Mr. Beck is a lot of things, but uninformed about where his bread is buttered is not one of them. The rubes who listen to him might buy into his message, might even believe the twaddle that falls from his lips and takes up the spaces in their minds where useful information such as a sense of their own social and economic interests would otherwise go. I doubt he does. Mr. Beck is concerned only with being known. With getting a rise out of people. With the next rating stunt, the next provocative falsehood, the next ratings sweep that will confirm that he is someone who cannot be ignored, for being ignored would be the worst thing in his world.

Worse than being wrong.

Worse than making the United States of America just that much poorer, unstable and backward every time he opens his mouth.

Worse, even, than using the lives of the innocent as a stepladder for his peevish ambitions.

He has a great deal of company in this. Does anyone out there know of a leading “conservative” figure in America today who actually holds an elected office right now? I can’t think of one. I mean, I know the names of a great many right-wing elected officials, but none of them are setting any agendas. None of them are in charge of their own movement. They’re all minions.

The leaders are all media people, people without responsibilities, free to say and do whatever damned-fool thing they have to say or do in order to get a rise out of the rest of us poor souls who are just trying to keep the place running despite their best efforts.

So I put my vitriol away.

Perhaps another day I will return to it. Perhaps another day I will break out my Big Can O’ Vitriol and open it up all over a deserving target. Who knows – it might even be tomorrow, the way things are going. It’s certainly a target-rich environment for that sort of thing these days.

But today I will leave it alone, and move on.

Some days I feel like I'm living in the old joke: What did the sadist do to the masochist?

Nothing.

3 comments:

beatricemdfr said...

If I were you, I'd send this to the local op-Ed page.

I'm sorry to hear that the climate is worse than I thought!!!

JudyF said...

Thanks for this posting. I thought I was the only one getting angry at the ignorance.

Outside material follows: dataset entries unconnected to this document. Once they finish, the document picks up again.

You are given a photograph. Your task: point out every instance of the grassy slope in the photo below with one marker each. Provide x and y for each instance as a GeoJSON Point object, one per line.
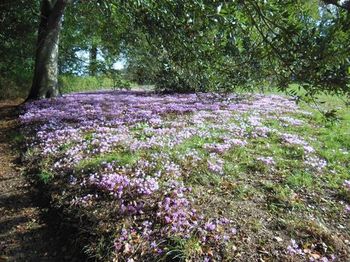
{"type": "Point", "coordinates": [272, 204]}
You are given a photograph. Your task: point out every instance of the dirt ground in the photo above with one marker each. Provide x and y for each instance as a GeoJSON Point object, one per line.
{"type": "Point", "coordinates": [23, 234]}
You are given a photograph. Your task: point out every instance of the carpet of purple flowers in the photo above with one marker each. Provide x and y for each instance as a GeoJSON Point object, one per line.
{"type": "Point", "coordinates": [195, 177]}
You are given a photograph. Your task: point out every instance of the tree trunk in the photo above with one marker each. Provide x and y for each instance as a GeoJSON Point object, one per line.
{"type": "Point", "coordinates": [45, 82]}
{"type": "Point", "coordinates": [93, 60]}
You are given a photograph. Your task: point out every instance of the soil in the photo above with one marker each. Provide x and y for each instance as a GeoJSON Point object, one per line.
{"type": "Point", "coordinates": [24, 236]}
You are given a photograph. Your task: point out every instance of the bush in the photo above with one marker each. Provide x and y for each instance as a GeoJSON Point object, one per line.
{"type": "Point", "coordinates": [70, 83]}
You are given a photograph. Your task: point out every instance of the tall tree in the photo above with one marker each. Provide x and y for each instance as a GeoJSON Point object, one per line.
{"type": "Point", "coordinates": [45, 83]}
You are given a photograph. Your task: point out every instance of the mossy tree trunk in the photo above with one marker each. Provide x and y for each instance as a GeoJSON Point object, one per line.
{"type": "Point", "coordinates": [45, 82]}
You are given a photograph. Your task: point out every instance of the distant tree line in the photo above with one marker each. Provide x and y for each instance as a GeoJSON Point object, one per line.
{"type": "Point", "coordinates": [180, 46]}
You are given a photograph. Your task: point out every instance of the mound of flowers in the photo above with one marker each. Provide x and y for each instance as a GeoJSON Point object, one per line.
{"type": "Point", "coordinates": [119, 166]}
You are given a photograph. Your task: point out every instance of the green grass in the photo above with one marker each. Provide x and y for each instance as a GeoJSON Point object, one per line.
{"type": "Point", "coordinates": [122, 158]}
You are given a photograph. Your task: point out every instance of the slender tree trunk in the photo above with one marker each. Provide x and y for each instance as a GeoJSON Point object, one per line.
{"type": "Point", "coordinates": [45, 82]}
{"type": "Point", "coordinates": [93, 60]}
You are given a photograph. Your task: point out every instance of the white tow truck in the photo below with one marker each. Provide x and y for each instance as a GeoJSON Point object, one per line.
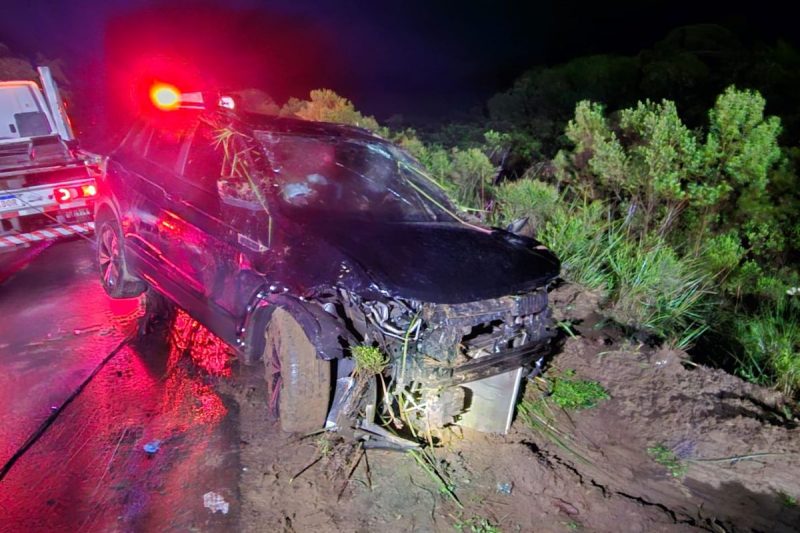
{"type": "Point", "coordinates": [47, 184]}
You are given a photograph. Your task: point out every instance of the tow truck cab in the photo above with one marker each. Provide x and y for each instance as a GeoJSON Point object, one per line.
{"type": "Point", "coordinates": [46, 185]}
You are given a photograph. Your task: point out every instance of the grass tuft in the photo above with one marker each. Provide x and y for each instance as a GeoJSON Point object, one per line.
{"type": "Point", "coordinates": [667, 458]}
{"type": "Point", "coordinates": [771, 347]}
{"type": "Point", "coordinates": [576, 394]}
{"type": "Point", "coordinates": [369, 360]}
{"type": "Point", "coordinates": [477, 524]}
{"type": "Point", "coordinates": [786, 499]}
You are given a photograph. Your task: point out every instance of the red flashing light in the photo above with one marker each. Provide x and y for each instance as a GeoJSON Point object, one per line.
{"type": "Point", "coordinates": [165, 97]}
{"type": "Point", "coordinates": [68, 194]}
{"type": "Point", "coordinates": [63, 195]}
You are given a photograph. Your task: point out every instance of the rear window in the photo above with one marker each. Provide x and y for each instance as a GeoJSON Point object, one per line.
{"type": "Point", "coordinates": [165, 146]}
{"type": "Point", "coordinates": [20, 113]}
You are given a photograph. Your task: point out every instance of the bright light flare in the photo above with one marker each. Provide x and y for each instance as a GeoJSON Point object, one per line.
{"type": "Point", "coordinates": [165, 97]}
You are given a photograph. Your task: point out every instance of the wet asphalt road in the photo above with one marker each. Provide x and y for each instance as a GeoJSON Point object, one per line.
{"type": "Point", "coordinates": [88, 471]}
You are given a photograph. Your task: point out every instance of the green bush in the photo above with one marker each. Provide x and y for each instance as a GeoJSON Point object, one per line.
{"type": "Point", "coordinates": [472, 174]}
{"type": "Point", "coordinates": [659, 292]}
{"type": "Point", "coordinates": [579, 234]}
{"type": "Point", "coordinates": [771, 345]}
{"type": "Point", "coordinates": [526, 198]}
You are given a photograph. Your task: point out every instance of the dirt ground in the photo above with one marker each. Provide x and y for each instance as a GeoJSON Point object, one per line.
{"type": "Point", "coordinates": [741, 452]}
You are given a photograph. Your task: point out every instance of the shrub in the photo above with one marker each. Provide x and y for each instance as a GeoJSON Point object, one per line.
{"type": "Point", "coordinates": [771, 345]}
{"type": "Point", "coordinates": [526, 198]}
{"type": "Point", "coordinates": [579, 234]}
{"type": "Point", "coordinates": [658, 292]}
{"type": "Point", "coordinates": [472, 173]}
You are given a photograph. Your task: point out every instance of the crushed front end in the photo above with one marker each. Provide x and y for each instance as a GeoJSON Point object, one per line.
{"type": "Point", "coordinates": [448, 364]}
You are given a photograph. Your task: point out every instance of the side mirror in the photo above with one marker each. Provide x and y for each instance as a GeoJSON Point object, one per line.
{"type": "Point", "coordinates": [238, 193]}
{"type": "Point", "coordinates": [518, 225]}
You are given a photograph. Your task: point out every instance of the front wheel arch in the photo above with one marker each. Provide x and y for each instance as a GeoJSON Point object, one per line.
{"type": "Point", "coordinates": [299, 383]}
{"type": "Point", "coordinates": [114, 273]}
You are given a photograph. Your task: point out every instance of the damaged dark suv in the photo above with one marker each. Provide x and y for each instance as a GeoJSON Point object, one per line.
{"type": "Point", "coordinates": [303, 244]}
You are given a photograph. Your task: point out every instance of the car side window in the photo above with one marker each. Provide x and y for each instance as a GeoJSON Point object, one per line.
{"type": "Point", "coordinates": [204, 161]}
{"type": "Point", "coordinates": [165, 147]}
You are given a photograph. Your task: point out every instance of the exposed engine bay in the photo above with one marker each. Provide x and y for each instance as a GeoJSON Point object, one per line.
{"type": "Point", "coordinates": [446, 364]}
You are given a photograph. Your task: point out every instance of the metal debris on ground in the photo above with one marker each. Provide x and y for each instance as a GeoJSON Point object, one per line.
{"type": "Point", "coordinates": [505, 488]}
{"type": "Point", "coordinates": [215, 503]}
{"type": "Point", "coordinates": [152, 447]}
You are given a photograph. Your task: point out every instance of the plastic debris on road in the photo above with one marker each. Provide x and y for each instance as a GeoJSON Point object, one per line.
{"type": "Point", "coordinates": [505, 488]}
{"type": "Point", "coordinates": [152, 446]}
{"type": "Point", "coordinates": [215, 503]}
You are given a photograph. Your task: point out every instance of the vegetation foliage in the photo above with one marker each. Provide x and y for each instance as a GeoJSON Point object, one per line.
{"type": "Point", "coordinates": [688, 231]}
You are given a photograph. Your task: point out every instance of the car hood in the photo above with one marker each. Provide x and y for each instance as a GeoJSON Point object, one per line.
{"type": "Point", "coordinates": [440, 262]}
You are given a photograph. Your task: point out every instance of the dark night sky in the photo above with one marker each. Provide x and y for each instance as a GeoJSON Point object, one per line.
{"type": "Point", "coordinates": [413, 57]}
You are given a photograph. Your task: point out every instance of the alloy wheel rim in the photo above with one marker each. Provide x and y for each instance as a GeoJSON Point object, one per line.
{"type": "Point", "coordinates": [109, 256]}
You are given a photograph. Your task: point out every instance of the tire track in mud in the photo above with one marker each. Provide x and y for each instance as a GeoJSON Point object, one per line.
{"type": "Point", "coordinates": [554, 461]}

I have come to doubt that I lived during the Sixties. Maybe what I believed in was a sham and the people who stood up for what they believed in didn't exist. I find it hard to accept that the hatred I see being flaunted today is worse than I ever saw when I was helping people register to vote in 1968. At least Sheriff 'Bull' Connor was an honest bigot.

David said...

@Bea - the climate is what people have made it. Consider that someone recently tried to assassinate a US Representative and the response from the right wing has been to blame the Congresswoman for getting in the way of the bullets.

@JudyF - Welcome to 4Q10D! There are a lot of people who are tired of the aggressive ignorance that passes for rhetoric these days. Whether anything will come of it will be interesting to see.

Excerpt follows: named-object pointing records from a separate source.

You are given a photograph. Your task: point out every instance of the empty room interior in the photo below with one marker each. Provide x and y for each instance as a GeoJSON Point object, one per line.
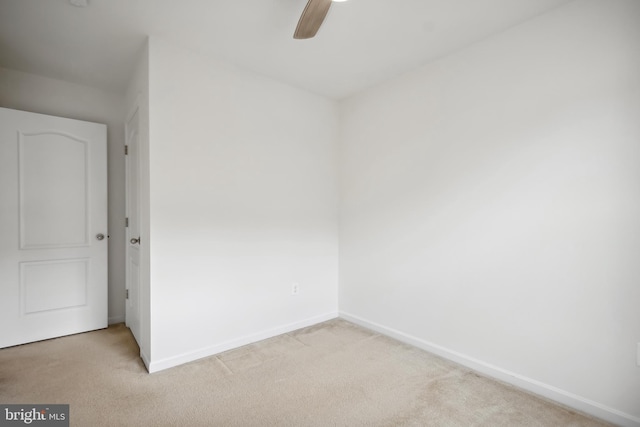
{"type": "Point", "coordinates": [458, 176]}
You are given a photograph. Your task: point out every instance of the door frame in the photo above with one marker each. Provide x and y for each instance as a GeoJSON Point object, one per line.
{"type": "Point", "coordinates": [136, 323]}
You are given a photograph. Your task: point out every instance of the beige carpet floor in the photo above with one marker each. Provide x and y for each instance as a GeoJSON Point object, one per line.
{"type": "Point", "coordinates": [332, 374]}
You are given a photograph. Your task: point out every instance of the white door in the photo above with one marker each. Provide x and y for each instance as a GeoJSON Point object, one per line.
{"type": "Point", "coordinates": [133, 226]}
{"type": "Point", "coordinates": [53, 227]}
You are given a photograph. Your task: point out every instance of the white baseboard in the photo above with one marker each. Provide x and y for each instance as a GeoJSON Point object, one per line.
{"type": "Point", "coordinates": [553, 393]}
{"type": "Point", "coordinates": [145, 359]}
{"type": "Point", "coordinates": [159, 365]}
{"type": "Point", "coordinates": [116, 319]}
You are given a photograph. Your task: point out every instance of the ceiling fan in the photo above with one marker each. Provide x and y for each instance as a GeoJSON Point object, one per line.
{"type": "Point", "coordinates": [312, 18]}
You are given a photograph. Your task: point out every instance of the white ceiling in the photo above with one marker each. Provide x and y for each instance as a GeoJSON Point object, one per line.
{"type": "Point", "coordinates": [361, 43]}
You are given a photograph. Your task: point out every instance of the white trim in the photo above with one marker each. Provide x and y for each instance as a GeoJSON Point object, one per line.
{"type": "Point", "coordinates": [145, 359]}
{"type": "Point", "coordinates": [550, 392]}
{"type": "Point", "coordinates": [159, 365]}
{"type": "Point", "coordinates": [116, 319]}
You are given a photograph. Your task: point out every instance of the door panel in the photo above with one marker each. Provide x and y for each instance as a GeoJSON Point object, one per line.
{"type": "Point", "coordinates": [133, 230]}
{"type": "Point", "coordinates": [53, 227]}
{"type": "Point", "coordinates": [53, 167]}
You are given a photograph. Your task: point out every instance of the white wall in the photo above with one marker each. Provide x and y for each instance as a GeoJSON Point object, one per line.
{"type": "Point", "coordinates": [243, 204]}
{"type": "Point", "coordinates": [490, 206]}
{"type": "Point", "coordinates": [29, 92]}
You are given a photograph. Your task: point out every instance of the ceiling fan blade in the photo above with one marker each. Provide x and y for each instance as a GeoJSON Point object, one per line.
{"type": "Point", "coordinates": [312, 18]}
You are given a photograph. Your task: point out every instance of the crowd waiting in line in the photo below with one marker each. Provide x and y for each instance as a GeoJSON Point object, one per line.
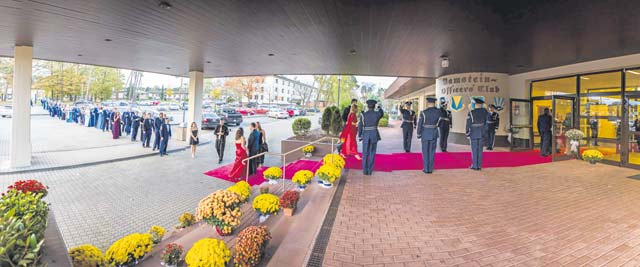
{"type": "Point", "coordinates": [127, 123]}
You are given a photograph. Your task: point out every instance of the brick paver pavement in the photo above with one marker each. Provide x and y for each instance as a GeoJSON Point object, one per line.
{"type": "Point", "coordinates": [559, 214]}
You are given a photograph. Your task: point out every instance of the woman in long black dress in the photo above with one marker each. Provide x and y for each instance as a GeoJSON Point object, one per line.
{"type": "Point", "coordinates": [194, 140]}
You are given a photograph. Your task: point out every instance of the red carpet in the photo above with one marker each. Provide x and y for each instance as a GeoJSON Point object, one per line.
{"type": "Point", "coordinates": [290, 170]}
{"type": "Point", "coordinates": [450, 160]}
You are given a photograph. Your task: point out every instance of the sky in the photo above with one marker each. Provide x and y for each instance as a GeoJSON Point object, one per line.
{"type": "Point", "coordinates": [153, 79]}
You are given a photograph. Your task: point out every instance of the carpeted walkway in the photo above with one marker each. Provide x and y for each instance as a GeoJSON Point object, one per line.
{"type": "Point", "coordinates": [256, 179]}
{"type": "Point", "coordinates": [449, 160]}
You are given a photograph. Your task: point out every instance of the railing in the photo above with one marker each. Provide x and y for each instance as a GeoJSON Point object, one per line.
{"type": "Point", "coordinates": [284, 156]}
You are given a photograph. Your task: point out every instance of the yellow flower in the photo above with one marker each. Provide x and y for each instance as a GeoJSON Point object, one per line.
{"type": "Point", "coordinates": [273, 173]}
{"type": "Point", "coordinates": [333, 159]}
{"type": "Point", "coordinates": [266, 203]}
{"type": "Point", "coordinates": [329, 173]}
{"type": "Point", "coordinates": [208, 252]}
{"type": "Point", "coordinates": [302, 177]}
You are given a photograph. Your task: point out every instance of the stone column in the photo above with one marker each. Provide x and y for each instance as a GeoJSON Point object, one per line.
{"type": "Point", "coordinates": [194, 113]}
{"type": "Point", "coordinates": [20, 149]}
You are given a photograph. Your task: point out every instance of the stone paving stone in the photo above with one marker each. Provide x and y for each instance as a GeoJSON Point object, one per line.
{"type": "Point", "coordinates": [559, 214]}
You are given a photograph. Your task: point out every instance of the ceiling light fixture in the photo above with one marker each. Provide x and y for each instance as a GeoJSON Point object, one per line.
{"type": "Point", "coordinates": [165, 5]}
{"type": "Point", "coordinates": [444, 61]}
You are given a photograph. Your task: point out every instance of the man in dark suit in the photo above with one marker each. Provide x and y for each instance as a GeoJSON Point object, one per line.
{"type": "Point", "coordinates": [428, 133]}
{"type": "Point", "coordinates": [408, 124]}
{"type": "Point", "coordinates": [254, 147]}
{"type": "Point", "coordinates": [544, 128]}
{"type": "Point", "coordinates": [369, 136]}
{"type": "Point", "coordinates": [476, 130]}
{"type": "Point", "coordinates": [345, 112]}
{"type": "Point", "coordinates": [221, 132]}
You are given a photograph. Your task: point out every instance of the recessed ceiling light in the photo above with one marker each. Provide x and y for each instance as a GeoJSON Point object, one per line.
{"type": "Point", "coordinates": [165, 5]}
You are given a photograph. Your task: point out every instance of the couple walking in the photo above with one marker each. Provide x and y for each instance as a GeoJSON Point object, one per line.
{"type": "Point", "coordinates": [364, 127]}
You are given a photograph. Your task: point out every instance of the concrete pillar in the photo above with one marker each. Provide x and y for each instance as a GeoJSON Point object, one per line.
{"type": "Point", "coordinates": [194, 113]}
{"type": "Point", "coordinates": [20, 148]}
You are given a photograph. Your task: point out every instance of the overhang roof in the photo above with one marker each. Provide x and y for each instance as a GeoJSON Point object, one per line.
{"type": "Point", "coordinates": [387, 37]}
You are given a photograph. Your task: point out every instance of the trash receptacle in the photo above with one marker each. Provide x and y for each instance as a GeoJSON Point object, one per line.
{"type": "Point", "coordinates": [181, 134]}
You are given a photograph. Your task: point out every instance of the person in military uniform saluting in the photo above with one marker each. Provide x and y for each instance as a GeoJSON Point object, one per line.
{"type": "Point", "coordinates": [492, 125]}
{"type": "Point", "coordinates": [428, 133]}
{"type": "Point", "coordinates": [445, 124]}
{"type": "Point", "coordinates": [369, 135]}
{"type": "Point", "coordinates": [476, 131]}
{"type": "Point", "coordinates": [408, 124]}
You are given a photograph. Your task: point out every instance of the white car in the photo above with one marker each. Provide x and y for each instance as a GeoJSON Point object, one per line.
{"type": "Point", "coordinates": [6, 111]}
{"type": "Point", "coordinates": [278, 114]}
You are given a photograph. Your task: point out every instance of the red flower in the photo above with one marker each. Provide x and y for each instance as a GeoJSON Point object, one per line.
{"type": "Point", "coordinates": [32, 186]}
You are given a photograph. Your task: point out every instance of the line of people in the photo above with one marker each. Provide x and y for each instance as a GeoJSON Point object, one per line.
{"type": "Point", "coordinates": [111, 120]}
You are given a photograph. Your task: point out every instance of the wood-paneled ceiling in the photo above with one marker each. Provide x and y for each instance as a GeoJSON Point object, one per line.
{"type": "Point", "coordinates": [364, 37]}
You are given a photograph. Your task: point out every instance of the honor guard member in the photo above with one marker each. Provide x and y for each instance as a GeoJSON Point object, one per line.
{"type": "Point", "coordinates": [135, 123]}
{"type": "Point", "coordinates": [544, 129]}
{"type": "Point", "coordinates": [408, 124]}
{"type": "Point", "coordinates": [369, 135]}
{"type": "Point", "coordinates": [445, 124]}
{"type": "Point", "coordinates": [476, 131]}
{"type": "Point", "coordinates": [492, 126]}
{"type": "Point", "coordinates": [428, 133]}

And you're right - there was a straight-forwardness to Connor that seems almost charming compared to the weasel words one hears today. Connor was what he was, he had nearly a century of (admittedly shameful) US history to back him up, and his challenge to you was to change that, not correct his misperceptions.

Some of the hatred you see today is there, I think, in part because you were helping people to register to vote in 1968. That kind of justice rankles the folks who don't like their unearned privileges taken away, and they still resent it. And for that I thank you.